Say you’re planning your next holiday. You order a ride-hailing service to the airport, check into a home rented via a short-term rental platform, and order dinner from a food delivery app—all without leaving your phone.
According to Saifr, this experience highlights the power of digital platforms that connect consumers to services instantly, removing traditional booking hassles. But while the convenience of the gig and sharing economy is evident, it operates on a fragile foundation: trust.
The growth of these platforms has fundamentally changed how people transact. What once involved direct interactions has now become a journey routed through digital intermediaries and contractors. These layers are designed for user convenience, but each layer introduces potential risk.
Understanding how trust influences consumer decisions in this environment was the focus of a recent survey of 1,000 U.S. adults aged 25 and over, conducted by research firm MarketSight.
The results reveal that consumers are engaging frequently with sharing services. More than half (57%) of those surveyed had used at least one type of sharing service in the past year, and many had used multiple. Delivery services emerged as the most popular, used by 77% of respondents. Home-sharing platforms followed at 56%, with task management services used by 29%. The weekly cadence of use, especially for deliveries, suggests a high level of reliance and—by extension—trust in these platforms.

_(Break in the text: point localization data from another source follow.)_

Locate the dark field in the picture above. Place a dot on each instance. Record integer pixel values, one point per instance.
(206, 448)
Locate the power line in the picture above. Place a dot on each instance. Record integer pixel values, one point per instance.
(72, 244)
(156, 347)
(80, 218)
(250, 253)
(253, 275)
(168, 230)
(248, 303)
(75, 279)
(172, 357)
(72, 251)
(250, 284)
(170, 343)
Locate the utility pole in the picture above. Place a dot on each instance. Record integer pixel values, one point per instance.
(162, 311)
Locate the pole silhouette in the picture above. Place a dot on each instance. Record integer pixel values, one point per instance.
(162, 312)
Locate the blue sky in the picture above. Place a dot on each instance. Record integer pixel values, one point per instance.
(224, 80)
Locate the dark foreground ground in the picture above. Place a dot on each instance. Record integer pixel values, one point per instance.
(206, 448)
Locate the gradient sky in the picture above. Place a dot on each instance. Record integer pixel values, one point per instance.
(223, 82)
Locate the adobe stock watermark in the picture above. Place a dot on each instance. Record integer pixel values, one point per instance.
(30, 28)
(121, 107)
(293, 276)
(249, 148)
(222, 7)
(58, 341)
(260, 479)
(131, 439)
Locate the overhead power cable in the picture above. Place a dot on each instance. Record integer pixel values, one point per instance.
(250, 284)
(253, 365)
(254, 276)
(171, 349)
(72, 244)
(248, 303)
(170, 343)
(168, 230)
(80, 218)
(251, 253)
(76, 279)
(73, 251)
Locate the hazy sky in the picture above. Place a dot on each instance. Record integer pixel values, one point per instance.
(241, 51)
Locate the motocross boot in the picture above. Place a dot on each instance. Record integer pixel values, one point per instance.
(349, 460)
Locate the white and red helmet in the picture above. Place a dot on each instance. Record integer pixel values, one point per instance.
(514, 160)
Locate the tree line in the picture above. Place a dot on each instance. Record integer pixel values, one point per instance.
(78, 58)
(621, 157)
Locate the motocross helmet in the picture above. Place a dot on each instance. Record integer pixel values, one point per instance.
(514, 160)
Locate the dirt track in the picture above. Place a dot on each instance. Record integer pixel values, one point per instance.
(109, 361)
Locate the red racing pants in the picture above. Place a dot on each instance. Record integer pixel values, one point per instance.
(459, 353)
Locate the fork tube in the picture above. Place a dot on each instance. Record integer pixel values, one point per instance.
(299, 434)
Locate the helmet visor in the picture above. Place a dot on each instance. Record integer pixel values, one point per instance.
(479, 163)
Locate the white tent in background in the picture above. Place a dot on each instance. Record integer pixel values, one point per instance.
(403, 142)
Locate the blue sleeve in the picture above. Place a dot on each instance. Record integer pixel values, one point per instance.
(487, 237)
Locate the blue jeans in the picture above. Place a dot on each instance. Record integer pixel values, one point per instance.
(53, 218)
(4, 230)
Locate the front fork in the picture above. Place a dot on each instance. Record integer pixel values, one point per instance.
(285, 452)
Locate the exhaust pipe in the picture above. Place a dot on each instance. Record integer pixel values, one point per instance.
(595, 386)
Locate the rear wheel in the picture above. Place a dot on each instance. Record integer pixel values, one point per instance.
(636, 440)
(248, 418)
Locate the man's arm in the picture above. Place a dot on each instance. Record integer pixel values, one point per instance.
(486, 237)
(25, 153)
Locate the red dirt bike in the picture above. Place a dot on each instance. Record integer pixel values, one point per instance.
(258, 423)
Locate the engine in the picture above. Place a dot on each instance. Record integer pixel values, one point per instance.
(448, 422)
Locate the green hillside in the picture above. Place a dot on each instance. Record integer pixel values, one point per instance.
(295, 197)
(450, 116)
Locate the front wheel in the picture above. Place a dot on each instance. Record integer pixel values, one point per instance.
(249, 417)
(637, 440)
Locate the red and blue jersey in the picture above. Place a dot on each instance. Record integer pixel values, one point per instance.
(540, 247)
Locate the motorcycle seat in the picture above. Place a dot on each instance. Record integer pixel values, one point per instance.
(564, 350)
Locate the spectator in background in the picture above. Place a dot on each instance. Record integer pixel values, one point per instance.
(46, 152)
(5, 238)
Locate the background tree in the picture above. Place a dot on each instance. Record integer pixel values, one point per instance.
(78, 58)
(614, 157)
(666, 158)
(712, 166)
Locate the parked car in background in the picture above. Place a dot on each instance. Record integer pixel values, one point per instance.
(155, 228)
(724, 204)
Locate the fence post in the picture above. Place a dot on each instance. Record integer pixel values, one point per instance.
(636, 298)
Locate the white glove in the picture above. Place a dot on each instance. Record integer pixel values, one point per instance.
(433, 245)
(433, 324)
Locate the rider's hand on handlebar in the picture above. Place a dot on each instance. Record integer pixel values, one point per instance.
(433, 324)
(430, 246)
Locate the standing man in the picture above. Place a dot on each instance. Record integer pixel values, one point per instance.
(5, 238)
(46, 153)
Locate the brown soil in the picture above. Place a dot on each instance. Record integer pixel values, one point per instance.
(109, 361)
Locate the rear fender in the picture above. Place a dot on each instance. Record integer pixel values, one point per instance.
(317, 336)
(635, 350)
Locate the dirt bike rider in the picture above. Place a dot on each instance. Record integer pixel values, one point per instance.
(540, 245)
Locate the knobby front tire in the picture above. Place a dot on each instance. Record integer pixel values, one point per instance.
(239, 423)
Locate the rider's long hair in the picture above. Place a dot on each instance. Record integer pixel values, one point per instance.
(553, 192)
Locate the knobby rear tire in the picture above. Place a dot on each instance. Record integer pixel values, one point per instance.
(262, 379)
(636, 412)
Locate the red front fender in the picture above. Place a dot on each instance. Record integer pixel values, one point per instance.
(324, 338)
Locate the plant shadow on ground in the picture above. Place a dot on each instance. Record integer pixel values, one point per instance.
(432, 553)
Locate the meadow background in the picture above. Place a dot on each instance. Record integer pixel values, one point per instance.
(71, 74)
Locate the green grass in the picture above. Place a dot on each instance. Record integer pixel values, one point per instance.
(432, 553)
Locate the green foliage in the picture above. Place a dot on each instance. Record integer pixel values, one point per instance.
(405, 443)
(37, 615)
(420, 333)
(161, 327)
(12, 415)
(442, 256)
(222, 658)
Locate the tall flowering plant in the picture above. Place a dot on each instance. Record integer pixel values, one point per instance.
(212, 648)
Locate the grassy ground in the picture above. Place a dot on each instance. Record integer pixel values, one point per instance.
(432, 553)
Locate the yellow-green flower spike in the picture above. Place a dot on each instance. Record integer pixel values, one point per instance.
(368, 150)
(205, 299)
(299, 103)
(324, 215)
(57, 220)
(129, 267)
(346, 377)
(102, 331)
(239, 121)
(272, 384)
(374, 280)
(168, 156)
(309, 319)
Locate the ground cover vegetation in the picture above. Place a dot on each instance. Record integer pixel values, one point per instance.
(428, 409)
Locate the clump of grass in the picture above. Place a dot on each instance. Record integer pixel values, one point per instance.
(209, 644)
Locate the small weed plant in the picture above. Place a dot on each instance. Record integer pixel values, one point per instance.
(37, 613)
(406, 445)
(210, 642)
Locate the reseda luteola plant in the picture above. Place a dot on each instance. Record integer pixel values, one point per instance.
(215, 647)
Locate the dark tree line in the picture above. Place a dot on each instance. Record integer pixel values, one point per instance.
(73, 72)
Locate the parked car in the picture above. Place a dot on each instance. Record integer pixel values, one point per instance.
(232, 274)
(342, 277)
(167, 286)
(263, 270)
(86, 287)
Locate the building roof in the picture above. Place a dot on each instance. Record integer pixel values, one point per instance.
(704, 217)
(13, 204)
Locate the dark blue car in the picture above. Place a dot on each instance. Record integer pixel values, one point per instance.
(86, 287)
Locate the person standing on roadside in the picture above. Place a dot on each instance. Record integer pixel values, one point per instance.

But what factors are driving these choices? Unsurprisingly, cost plays a leading role, with 52% of consumers citing it as the most important consideration. However, this doesn’t mean trust-related concerns are secondary. In fact, personal safety (58%), data privacy (52%), and fraudulent charges (52%) rank among the top risks consumers associate with these services. Notably, delivery services were perceived as the safest, likely because they rarely require personal interaction or home access.